The microbiological and epidemiological investigations

Our work in Field Services goes on beyond the immediate response to an outbreak. In serious incidents like this, which are identified as potentially being nationwide, we go further into the detail with help from across the organisation including the microbiology laboratories to produce the evidence and statistics to explain how an outbreak or incident occurred.

As well as obtaining microbiological samples from people who had had piercings, the aftercare solution and the site where the solution was manufactured, we also undertook what is called a ‘retrospective cohort study’ for the two piercing studios in the East Midlands and the South East.

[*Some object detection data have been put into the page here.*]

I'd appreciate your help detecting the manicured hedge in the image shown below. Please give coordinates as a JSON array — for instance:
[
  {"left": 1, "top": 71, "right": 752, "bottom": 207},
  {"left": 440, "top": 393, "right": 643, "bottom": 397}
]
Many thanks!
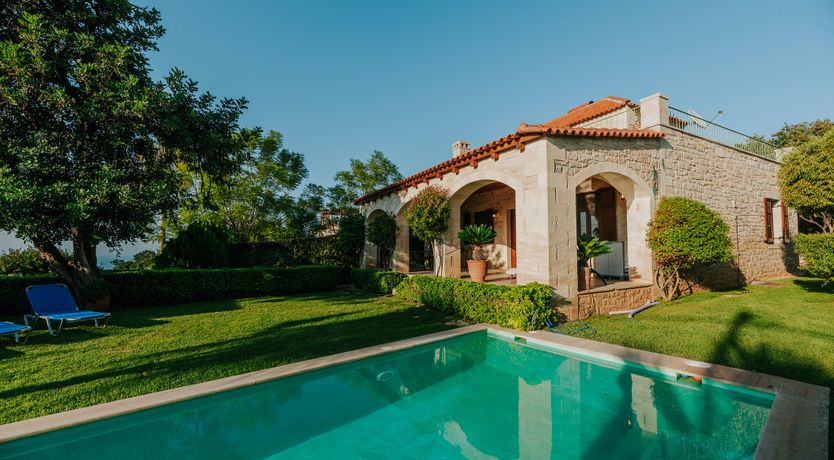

The study involved sending an online questionnaire to clients who had been pierced at either of the studios between July and the beginning of September 2016. The questionnaire aimed to gather as much information from each client as possible including any clinical history, piercing details and use of the aftercare solution.

What did we find?

There was strong environmental, microbiological and descriptive epidemiological evidence that the outbreak was caused by the use of the aftercare solution which was distributed nationwide to at least 38 piercing studios, 10 of which had cases. Confirmed and probable cases were identified across England but most were from the East Midlands and South East.

The microbiological investigations were particularly crucial to tying the parts of this outbreak together. All the cases (apart from one) from the East Midlands and the South East, tested positive for the same, unusual, not previously seen type of P. aeruginosa. In addition the same bacteria was found in unopened and opened bottles of the aftercare solution and on some of the equipment and materials used to manufacture the product.

From over 222 responses to the questionnaire we concluded that using the aftercare solution increased the odds of developing a post-piercing infection by four times.

Overall we identified 162 outbreak cases, 29 of which were confirmed. 1 in 8 of the cases required surgery under general anaesthetic.

Conclusions

This outbreak demonstrated some of the challenges around educating the public and the piercing industry about the voluntary codes for piercing aftercare and ensuring they use them. Similarly the cosmetic production regulations were not being followed by the manufacturer. Compliance with both of these could have prevented this outbreak.

This outbreak and the challenges in regulation, highlight that guidance on piercing aftercare may need to be reviewed and suggest that there may be a case for greater regulation of the quality and safety of products used for wound cleansing in the piercing and tattoo industry.